Part of a series - Employment Law Case of the Week - by Ross Runkel.
In 2015 the NLRB revised its joint-employer test by (1) putting the focus on whether a putative employer has the right to control the workers (even if that right is not exercised) and (2) considering indirect control (not merely direct control) as a factor. The DC Circuit has affirmed that formulation, although the case was remanded for greater articulation of the scope of "indirect" control. Browning-Ferris v. NLRB (DC Cir 12/28/2018) [PDF]
Most workers at Browning-Ferris's recycling plant are employed by a staffing company, who “has the sole responsibility to counsel, discipline, review, evaluate, determine pay rates, and terminate” the workers that it provides. When a Teamsters union petitioned to represent these workers, the NLRB decided that Browning-Ferris and the staffing company were joint-employers of the workers.

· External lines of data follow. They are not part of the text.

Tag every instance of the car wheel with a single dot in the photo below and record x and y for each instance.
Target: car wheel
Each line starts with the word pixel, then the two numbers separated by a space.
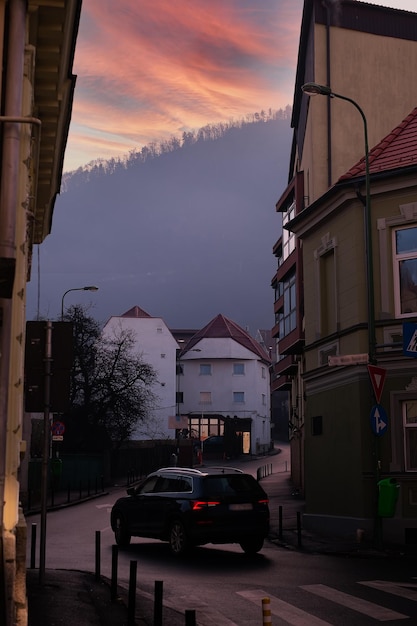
pixel 252 545
pixel 178 540
pixel 121 532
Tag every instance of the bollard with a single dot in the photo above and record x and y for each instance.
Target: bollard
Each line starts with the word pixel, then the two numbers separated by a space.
pixel 131 602
pixel 299 529
pixel 190 618
pixel 113 586
pixel 33 547
pixel 157 609
pixel 280 521
pixel 98 554
pixel 266 612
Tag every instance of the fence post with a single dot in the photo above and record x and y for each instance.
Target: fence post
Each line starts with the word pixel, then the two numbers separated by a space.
pixel 98 554
pixel 190 618
pixel 157 612
pixel 266 612
pixel 299 528
pixel 131 603
pixel 33 547
pixel 113 586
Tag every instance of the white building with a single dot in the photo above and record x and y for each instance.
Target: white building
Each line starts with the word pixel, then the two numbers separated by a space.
pixel 157 347
pixel 224 386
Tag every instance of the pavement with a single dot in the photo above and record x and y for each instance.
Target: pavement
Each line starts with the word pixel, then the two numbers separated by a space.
pixel 68 597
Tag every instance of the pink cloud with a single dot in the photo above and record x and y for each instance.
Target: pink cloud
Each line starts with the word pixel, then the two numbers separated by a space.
pixel 154 67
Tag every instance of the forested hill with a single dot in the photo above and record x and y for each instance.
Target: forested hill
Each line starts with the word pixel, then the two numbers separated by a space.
pixel 183 229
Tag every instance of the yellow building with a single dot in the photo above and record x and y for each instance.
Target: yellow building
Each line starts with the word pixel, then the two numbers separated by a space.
pixel 326 303
pixel 37 51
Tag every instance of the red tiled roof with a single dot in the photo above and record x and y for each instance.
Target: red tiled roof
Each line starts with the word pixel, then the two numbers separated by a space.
pixel 220 327
pixel 398 149
pixel 136 311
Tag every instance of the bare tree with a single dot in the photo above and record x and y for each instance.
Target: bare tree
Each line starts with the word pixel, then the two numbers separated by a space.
pixel 110 383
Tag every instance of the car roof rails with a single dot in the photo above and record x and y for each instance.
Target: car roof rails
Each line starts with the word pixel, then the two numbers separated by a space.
pixel 191 470
pixel 224 470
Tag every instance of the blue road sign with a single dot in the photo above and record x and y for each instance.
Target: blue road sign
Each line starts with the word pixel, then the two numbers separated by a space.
pixel 379 420
pixel 410 339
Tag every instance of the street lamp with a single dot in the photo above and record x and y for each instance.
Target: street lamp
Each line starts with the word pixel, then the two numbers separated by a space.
pixel 312 89
pixel 88 288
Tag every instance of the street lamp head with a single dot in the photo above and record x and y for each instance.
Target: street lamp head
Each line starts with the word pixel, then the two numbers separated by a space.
pixel 314 89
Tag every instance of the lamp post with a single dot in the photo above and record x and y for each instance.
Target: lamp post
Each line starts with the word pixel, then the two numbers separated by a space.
pixel 88 288
pixel 312 89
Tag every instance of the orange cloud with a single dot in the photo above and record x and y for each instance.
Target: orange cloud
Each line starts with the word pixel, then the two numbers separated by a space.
pixel 153 68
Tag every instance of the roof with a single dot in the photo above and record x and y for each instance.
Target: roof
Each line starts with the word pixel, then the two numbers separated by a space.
pixel 136 311
pixel 222 327
pixel 397 150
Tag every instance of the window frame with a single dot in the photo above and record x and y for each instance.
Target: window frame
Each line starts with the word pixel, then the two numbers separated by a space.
pixel 399 258
pixel 206 366
pixel 236 366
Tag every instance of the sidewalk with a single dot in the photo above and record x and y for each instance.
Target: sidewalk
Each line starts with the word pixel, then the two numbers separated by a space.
pixel 71 597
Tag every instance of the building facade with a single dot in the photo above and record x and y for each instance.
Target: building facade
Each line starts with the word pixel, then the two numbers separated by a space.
pixel 157 347
pixel 37 51
pixel 355 51
pixel 225 387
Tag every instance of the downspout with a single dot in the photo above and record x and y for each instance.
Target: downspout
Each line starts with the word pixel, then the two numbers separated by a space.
pixel 8 207
pixel 328 79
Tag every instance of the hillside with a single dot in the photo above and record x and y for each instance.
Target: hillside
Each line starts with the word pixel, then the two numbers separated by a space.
pixel 183 230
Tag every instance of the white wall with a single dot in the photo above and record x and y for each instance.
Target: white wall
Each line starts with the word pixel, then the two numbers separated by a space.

The DC Circuit held that "the right-to-control element of the Board’s joint-employer standard has deep roots in the common law. The common law also permits consideration of those forms of indirect control that play a relevant part in determining the essential terms and conditions of employment. Accordingly, we affirm the Board’s articulation of the joint-employer test as including consideration of both an employer’s reserved right to control and its indirect control over employees’ terms and conditions of employment." However, the court faulted the NLRB for failing to distinguish evidence of indirect control that bears on workers’ essential terms and conditions from evidence that simply documents the routine parameters of company-to-company contracting. Therefore, the court remanded to the NLRB for it to "explain and apply its test in a manner that hews to the common law of agency."
DISSENT: The dissent would have issued no decision at all because the NLRB is now engaged in a rulemaking process directed at precisely the issues that were decided in this case. On the merits, the dissent argued that under the common law "employees of a true independent contractor [here, the staffing company] cannot be considered employees of the company [here, Browning-Ferris] who hired the contractor." The dissent also faulted the majority for ignoring the fact that the common law of joint-employer may vary according to the nature of the business arrangement between companies.
NOTE: The NLRB is engaging in a rulemaking process regarding its joint-employer standard. Interested parties may file comments on or before Monday, January 14, 2019.